The Internet Archive has by far the
largest archive of Web content but its preservation leaves much to be desired. The collection is mirrored between San Francisco and Richmond in the Bay Area, both uncomfortably close to the same major fault systems. There are partial copies in the Netherlands and Egypt, but they are not synchronized with the primary systems.

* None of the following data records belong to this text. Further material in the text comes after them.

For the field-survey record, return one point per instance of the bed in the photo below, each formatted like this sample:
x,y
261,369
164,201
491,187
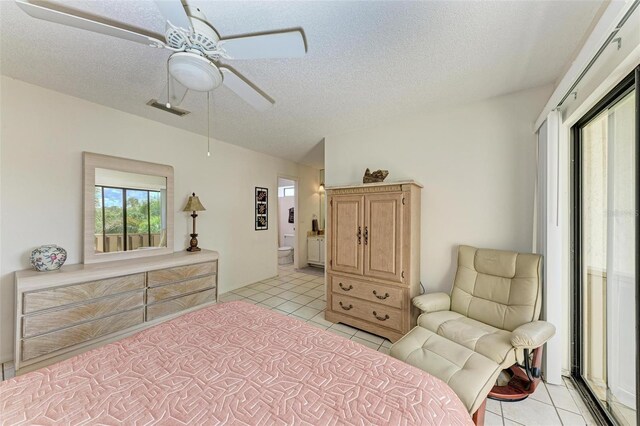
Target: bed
x,y
232,363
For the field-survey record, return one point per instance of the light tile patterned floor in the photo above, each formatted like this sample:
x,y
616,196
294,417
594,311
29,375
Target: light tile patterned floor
x,y
301,294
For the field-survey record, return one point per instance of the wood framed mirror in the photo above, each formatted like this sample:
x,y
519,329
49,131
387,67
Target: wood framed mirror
x,y
128,208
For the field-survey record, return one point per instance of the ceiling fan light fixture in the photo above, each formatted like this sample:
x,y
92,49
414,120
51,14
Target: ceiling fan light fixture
x,y
194,71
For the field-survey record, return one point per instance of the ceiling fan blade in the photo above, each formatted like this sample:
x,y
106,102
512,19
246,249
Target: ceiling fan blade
x,y
245,89
280,44
52,15
174,12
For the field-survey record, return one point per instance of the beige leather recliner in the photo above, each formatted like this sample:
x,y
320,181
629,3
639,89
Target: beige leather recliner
x,y
487,323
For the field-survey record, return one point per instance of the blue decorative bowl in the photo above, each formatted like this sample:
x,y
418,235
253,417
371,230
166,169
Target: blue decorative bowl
x,y
48,258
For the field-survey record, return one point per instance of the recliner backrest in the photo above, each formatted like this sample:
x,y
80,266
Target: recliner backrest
x,y
499,288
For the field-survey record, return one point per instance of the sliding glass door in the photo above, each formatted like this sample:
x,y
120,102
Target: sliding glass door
x,y
605,317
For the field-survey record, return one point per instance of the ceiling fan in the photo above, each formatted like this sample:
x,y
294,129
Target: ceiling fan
x,y
198,51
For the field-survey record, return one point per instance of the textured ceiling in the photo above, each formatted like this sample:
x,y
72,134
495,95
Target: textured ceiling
x,y
366,61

Now, Andrea Goethals and her co-authors from the
IIPC Preservation Working Group have a paper entitled
Facing the Challenge of Web Archives Preservation Collaboratively that reports on a survey of Web archives' preservation activities in the following areas; Policy, Access, Preservation Strategy, Ingest, File Formats and Integrity. They conclude:
This survey also shows that long term preservation planning and
strategies are still lacking to ensure the long term preservation of web
archives. Several reasons may explain this situation: on one hand, web
archiving is a relatively recent field for libraries and other heritage
institutions, compared for example with digitization; on the other hand,
web archives preservation presents specific challenges that are hard to
meet.
I discussed the problem of creating and maintaining a remote backup of the Internet Archive's collection in
The Opposite of LOCKSS. The Internet Archive isn't alone in having less than ideal preservation of its collection. It's clear the major challenges are the storage and bandwidth requirements for Web archiving, and their rapid growth. Given the limited resources available, and the
inadequate reliability of current storage technology, prioritizing collecting more content over preserving the content already collected is appropriate.